In between, the relationship had not always been a happy one, with each side, more often than not, disdaining the other. French folklore, for example, persisted in the notion that American animals were stunted. Napoleon III violated the Monroe Doctrine by trying to place a European royal on the throne of Mexico, only to see his designee executed, a misadventure second only to the emperor getting tricked by Chancellor Bismarck into the Franco-Prussian War in 1870-71 -- a moment when the French woke up for the first time to the fact that they couldn't stand alone against the Germans. This apprehension lasted even after World War I when the French, with the best army in the world, were not any happier about a German threat in the future.

The tripartite alliance fell apart with the crushing defeat of the French Army in 1940. Thanks to the action of the bloody-minded, albeit prescient, Charles de Gaulle, France returned after the war to the trappings, if not the reality, of its tripartite status, always failing to be treated by the U.S. on the same plane as Britain. Charles de Gaulle broke away from this unpalatable status by leaving the NATO integrated command in 1966 and by being instrumental in making the country a nuclear power.

When the new, and pro-American, French President, Nicolas Sarkozy, returned France to the NATO integrated command in the spring of 2009, a number of prominent French figures stated their reservations, the most articulate of whom was the former French foreign minister under François Mitterrand, Hubert Védrine.

Much later, and more recently, in a report submitted to President François Hollande on Nov. 12, 2012, Védrine stated that although de Gaulle had been right in 1966, the world had changed since. And the United States, especially with the reelection of Barack Obama, had changed. The Americans now want an increased military role for the Europeans. "A French re-departure from the integrated command is not an option," Védrine wrote.

The new dispensation seems to be working well. The French and the British were at the point in the Libyan operation in the spring of 2011, with the Americans "leading from behind" but in an indispensable supporting role.

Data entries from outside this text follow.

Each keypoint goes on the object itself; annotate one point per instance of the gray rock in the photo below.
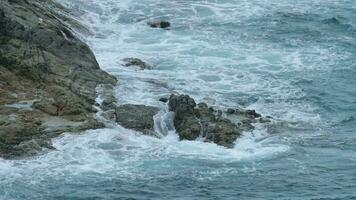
(137, 117)
(42, 60)
(164, 99)
(159, 24)
(192, 121)
(135, 62)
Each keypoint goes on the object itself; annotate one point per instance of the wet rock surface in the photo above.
(43, 62)
(159, 24)
(135, 62)
(137, 117)
(198, 120)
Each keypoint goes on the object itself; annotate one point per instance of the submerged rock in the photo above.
(137, 117)
(192, 121)
(159, 24)
(135, 62)
(164, 99)
(42, 61)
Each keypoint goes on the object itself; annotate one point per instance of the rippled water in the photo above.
(292, 60)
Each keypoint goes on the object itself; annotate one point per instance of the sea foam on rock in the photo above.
(137, 117)
(42, 61)
(198, 120)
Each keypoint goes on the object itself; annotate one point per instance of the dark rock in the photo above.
(164, 99)
(159, 24)
(253, 113)
(42, 61)
(130, 62)
(230, 111)
(137, 117)
(193, 121)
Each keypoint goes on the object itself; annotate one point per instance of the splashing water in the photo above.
(291, 60)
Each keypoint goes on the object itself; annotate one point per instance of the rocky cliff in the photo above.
(48, 77)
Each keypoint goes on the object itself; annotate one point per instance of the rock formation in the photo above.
(48, 77)
(193, 121)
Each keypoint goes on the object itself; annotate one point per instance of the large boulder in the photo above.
(137, 117)
(44, 63)
(193, 121)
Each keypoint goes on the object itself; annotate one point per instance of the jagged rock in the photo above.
(135, 62)
(192, 121)
(137, 117)
(164, 99)
(159, 24)
(42, 60)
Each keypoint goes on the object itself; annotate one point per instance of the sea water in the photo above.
(292, 60)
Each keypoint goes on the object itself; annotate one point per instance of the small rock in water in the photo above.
(136, 117)
(253, 113)
(159, 24)
(163, 99)
(129, 62)
(230, 111)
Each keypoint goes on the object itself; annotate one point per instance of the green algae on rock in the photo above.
(43, 61)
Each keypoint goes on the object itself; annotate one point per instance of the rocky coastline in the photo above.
(50, 80)
(48, 77)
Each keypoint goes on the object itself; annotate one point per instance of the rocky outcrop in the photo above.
(223, 128)
(137, 117)
(44, 64)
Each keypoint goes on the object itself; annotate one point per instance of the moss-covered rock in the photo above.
(43, 61)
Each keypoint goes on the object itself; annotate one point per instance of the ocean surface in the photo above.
(294, 60)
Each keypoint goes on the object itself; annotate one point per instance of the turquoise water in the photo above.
(292, 60)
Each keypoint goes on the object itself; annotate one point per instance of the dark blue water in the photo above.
(292, 60)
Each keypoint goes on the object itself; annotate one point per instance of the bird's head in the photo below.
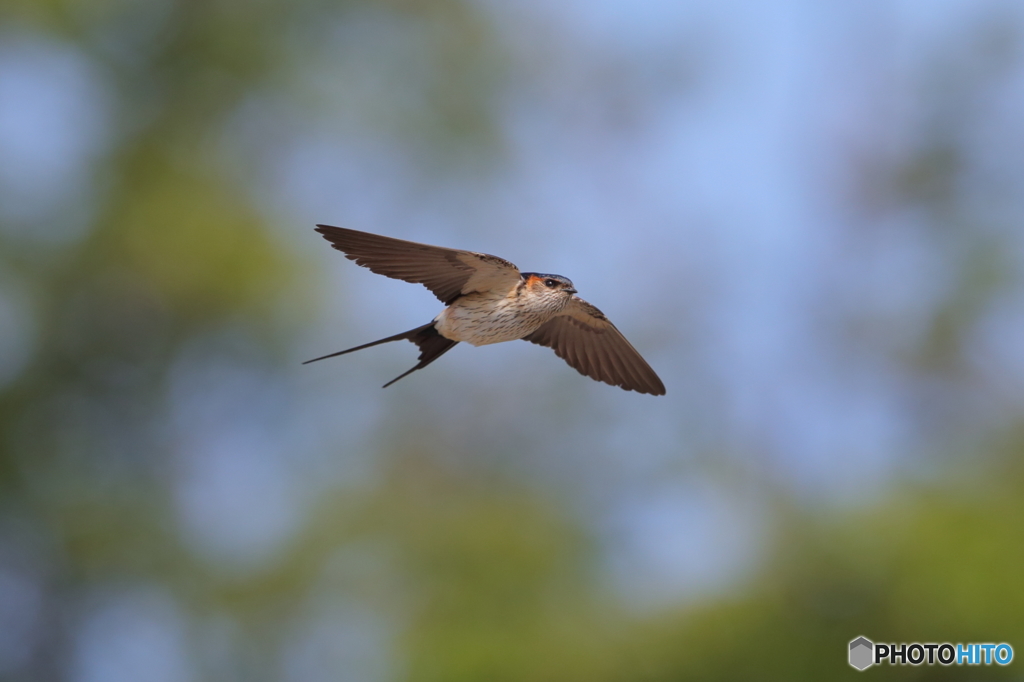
(549, 286)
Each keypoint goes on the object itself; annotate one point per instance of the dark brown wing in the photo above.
(583, 337)
(446, 272)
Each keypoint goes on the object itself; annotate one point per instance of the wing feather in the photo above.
(449, 273)
(590, 343)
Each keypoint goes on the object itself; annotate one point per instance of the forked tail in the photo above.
(432, 345)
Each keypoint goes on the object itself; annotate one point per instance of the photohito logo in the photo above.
(864, 653)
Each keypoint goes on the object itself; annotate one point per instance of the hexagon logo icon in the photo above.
(861, 652)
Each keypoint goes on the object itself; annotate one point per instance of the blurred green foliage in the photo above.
(484, 580)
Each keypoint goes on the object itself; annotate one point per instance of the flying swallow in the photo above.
(488, 300)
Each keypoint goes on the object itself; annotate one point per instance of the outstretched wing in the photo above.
(583, 337)
(446, 272)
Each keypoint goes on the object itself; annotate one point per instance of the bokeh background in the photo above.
(808, 216)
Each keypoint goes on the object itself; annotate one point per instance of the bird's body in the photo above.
(493, 316)
(488, 300)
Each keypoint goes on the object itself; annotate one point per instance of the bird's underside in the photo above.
(489, 300)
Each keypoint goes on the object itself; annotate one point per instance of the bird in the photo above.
(488, 300)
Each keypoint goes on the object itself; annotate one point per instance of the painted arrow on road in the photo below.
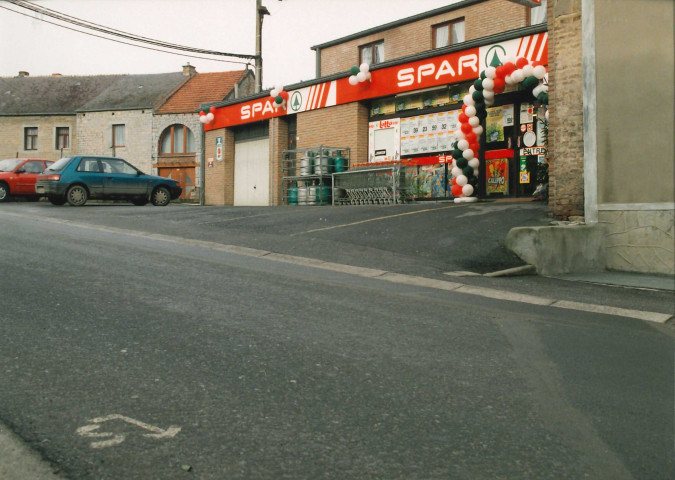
(112, 439)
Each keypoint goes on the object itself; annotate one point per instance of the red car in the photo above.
(18, 176)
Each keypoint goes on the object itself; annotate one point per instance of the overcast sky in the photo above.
(40, 48)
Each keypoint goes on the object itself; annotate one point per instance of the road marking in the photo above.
(370, 272)
(91, 431)
(376, 219)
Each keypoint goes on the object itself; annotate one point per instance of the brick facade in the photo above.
(481, 19)
(12, 136)
(566, 109)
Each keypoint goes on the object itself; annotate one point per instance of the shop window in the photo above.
(118, 139)
(372, 53)
(30, 138)
(448, 33)
(62, 137)
(538, 14)
(177, 139)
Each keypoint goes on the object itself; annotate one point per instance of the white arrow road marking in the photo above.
(90, 431)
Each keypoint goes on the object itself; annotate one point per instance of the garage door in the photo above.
(251, 173)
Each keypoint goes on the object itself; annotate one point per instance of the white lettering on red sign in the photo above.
(257, 109)
(409, 76)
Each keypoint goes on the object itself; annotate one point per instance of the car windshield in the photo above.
(10, 164)
(58, 166)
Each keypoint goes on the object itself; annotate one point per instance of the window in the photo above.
(118, 136)
(448, 33)
(372, 53)
(538, 14)
(177, 139)
(62, 137)
(30, 138)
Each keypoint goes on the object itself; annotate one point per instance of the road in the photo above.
(128, 355)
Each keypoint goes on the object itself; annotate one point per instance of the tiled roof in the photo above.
(201, 88)
(66, 95)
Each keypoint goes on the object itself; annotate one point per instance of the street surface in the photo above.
(148, 343)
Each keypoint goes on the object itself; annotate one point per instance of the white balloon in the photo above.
(539, 71)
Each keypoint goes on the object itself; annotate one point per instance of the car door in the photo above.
(26, 175)
(122, 179)
(90, 173)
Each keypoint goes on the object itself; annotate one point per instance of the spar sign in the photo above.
(430, 72)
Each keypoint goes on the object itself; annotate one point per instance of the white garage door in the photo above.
(251, 173)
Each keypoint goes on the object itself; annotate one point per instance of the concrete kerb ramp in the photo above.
(560, 249)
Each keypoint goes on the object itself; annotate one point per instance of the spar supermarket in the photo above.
(384, 130)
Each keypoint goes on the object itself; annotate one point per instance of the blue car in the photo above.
(78, 179)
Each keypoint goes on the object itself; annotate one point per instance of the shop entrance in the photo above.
(514, 150)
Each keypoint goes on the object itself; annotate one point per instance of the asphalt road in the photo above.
(246, 367)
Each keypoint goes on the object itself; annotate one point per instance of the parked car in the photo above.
(80, 178)
(18, 176)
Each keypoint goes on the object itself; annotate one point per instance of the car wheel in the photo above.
(56, 200)
(161, 197)
(4, 192)
(77, 195)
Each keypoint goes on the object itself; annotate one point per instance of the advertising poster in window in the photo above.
(494, 125)
(384, 140)
(497, 176)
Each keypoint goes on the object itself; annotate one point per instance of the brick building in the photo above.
(421, 67)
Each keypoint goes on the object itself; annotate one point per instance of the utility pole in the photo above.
(260, 12)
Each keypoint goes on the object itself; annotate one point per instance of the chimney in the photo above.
(189, 70)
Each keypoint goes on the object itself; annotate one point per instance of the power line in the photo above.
(113, 32)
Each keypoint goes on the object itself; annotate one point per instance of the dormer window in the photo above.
(372, 53)
(448, 33)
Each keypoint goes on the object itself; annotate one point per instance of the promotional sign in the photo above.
(432, 72)
(497, 178)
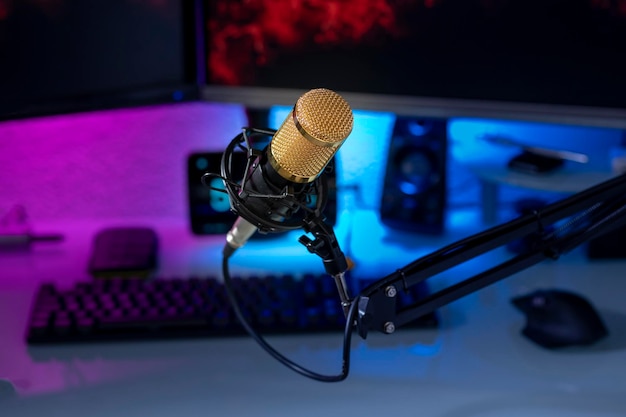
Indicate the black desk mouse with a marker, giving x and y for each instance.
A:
(558, 318)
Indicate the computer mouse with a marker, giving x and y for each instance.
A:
(559, 318)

Now the French have intervened in Mali, to protect their important expatriate presence in Bamako (6,000) and elsewhere in that region of former French colonies. The British have offered their support in the form of two C-17 transport planes, and the Americans are to provide intelligence and other support. Even the Germans, who stayed out of the Libyan operation, are expected to provide support as well.

Long live the spirit of the Cercle interallié!